What is colposuspension?
Burch Colposuspension was first performed in 1961 for stress incontinence. Stress incontinence is the complaint of involuntary leakage of urine following exertion or effort, eg coughing, sneezing or exercise. It is a very common and embarrassing problem affecting up to 1 in 3 women. Stress incontinence may be cured or improved with pelvic floor exercises and lifestyle modifications, but if these strategies fail then surgery may be available to you. Colposuspension is an operation that involves placing sutures (stitches) in the vagina on either side of the urethra and tying these sutures to supportive ligaments to elevate the vagina. The urethra is the pipe through which the bladder empties. Normally, the urethral sphincter and muscles and ligaments around the urethra prevent involuntary leakage of urine but damage to these structures from childbirth and/or aging can lead to stress incontinence. The sutures in colposuspension elevate the vagina and support the urethra, thus reducing or stopping the leakage.

How is the operation done?
Most of the time, colposuspension is performed using an abdominal incision – a horizontal cut in the ‘bikini-line’. Some surgeons may be able to perform the procedure laparoscopically or ‘keyhole’. During the operation, the bladder and urethra are identified and the space behind the pubic bone is exposed. Sutures are then placed in the tissue to the side of the urethra and attached to the iliopectineal ligament – a supportive tissue behind the pubic bone. A cystoscopy (camera into the bladder via the urethra) is usually performed to ensure the sutures haven’t been placed in the bladder. A drain may be left behind the pubic bone to prevent a haematoma

– a mass collection of blood

– forming. Additionally, a urinary catheter inserted via the abdomen

– a suprapubic catheter – may be introduced.

What complications can happen?
All operations are associated with risks of haemorrhage, infection, and venous thromboembolism (VTE). It is rare for transfusion to be required following colposuspension. The risk of acquiring infection is reduced by use of intravenous (IV) antibiotics when you are in the operating theatre. VTE generally means a blood clot in the leg veins or in the lung veins and may present with leg pain/swelling, shortness of breath, cough, or chest pain. The risk of VTE is reduced by use of compression stockings and injections of heparin post-operatively to thin the blood. There are also risks associated with anaesthetic which you can discuss with your anaesthetist.
The specific risks of colposuspension include:
• Failure to work (up to 20% at 1 year).
• Overactive bladder symptoms (an urgent feeling to pass urine which may lead to incontinence) occurs up to 17% of the time.
• Difficulty passing urine occurs in up to 10% of women. This usually improves but may be permanent. You may need to pass small catheters (clean intermittent self-catheterisation) to fully empty your bladder.
• Prolapse of the back vaginal wall (rectocele) affects 14% of women post-operatively.
• Difficulty with sexual intercourse may involve pain (5%) or a less intense orgasm due to the incisions and stitches in the vagina.
• Rarely, the stitches may erode into the bladder and require
removal.

Do I need an anaesthetic for the operation?

Yes. The operation is usually performed with you asleep (under general anaesthesia) although sometimes a spinal anaesthetic may be offered. You will get a chance to speak to the anaesthetist prior to your operation.

What are the chances of success of the operation?

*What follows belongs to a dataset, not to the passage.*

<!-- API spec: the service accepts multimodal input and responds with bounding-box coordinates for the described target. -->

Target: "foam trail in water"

One year following surgery, more than 80% of women will find that their stress incontinence has either improved or has been cured. Twenty years following surgery, approximately 60% remain satisfied with the outcome.

When can I return to my normal routine?

You should keep mobile to prevent the risk of VTE but avoid heavy lifting for the first few weeks post-operatively. Gradually build up your level of activity 6 weeks following surgery and by three months you will probably be ‘back to normal’. Do not use tampons or have sexual intercourse for 6 weeks following surgery. You may be apprehensive about resuming sexual relations and may need to take your time and use lubricants. Ensure you do not become constipated by drinking plenty of fluids and taking dietary fibre such as fresh fruit and vegetables, brown bread, and oats. You may drive again once you can safely make an emergency stop but you must check with your insurers before returning to the wheel to check your insurance is valid.

My bladder isn’t too bad at the moment, but should I have an operation now to prevent it from getting worse in the future?

This operation is an option for women who are bothered by stress urinary incontinence. If the leaking does not bother you, you should not feel compelled to have surgery. Regular pelvic floor exercises are likely to reduce stress incontinence.
I haven’t completed my family yet. Can I still have this operation?

It is probably advisable to have this surgery once your family is complete as a further pregnancy may undermine the operation’s success.
Is there an alternative to this operation?

Yes. Lifestyle modifications, pelvic floor exercises, vaginal continence devices and other surgical options are discussed in the stress incontinence patient information leaflet.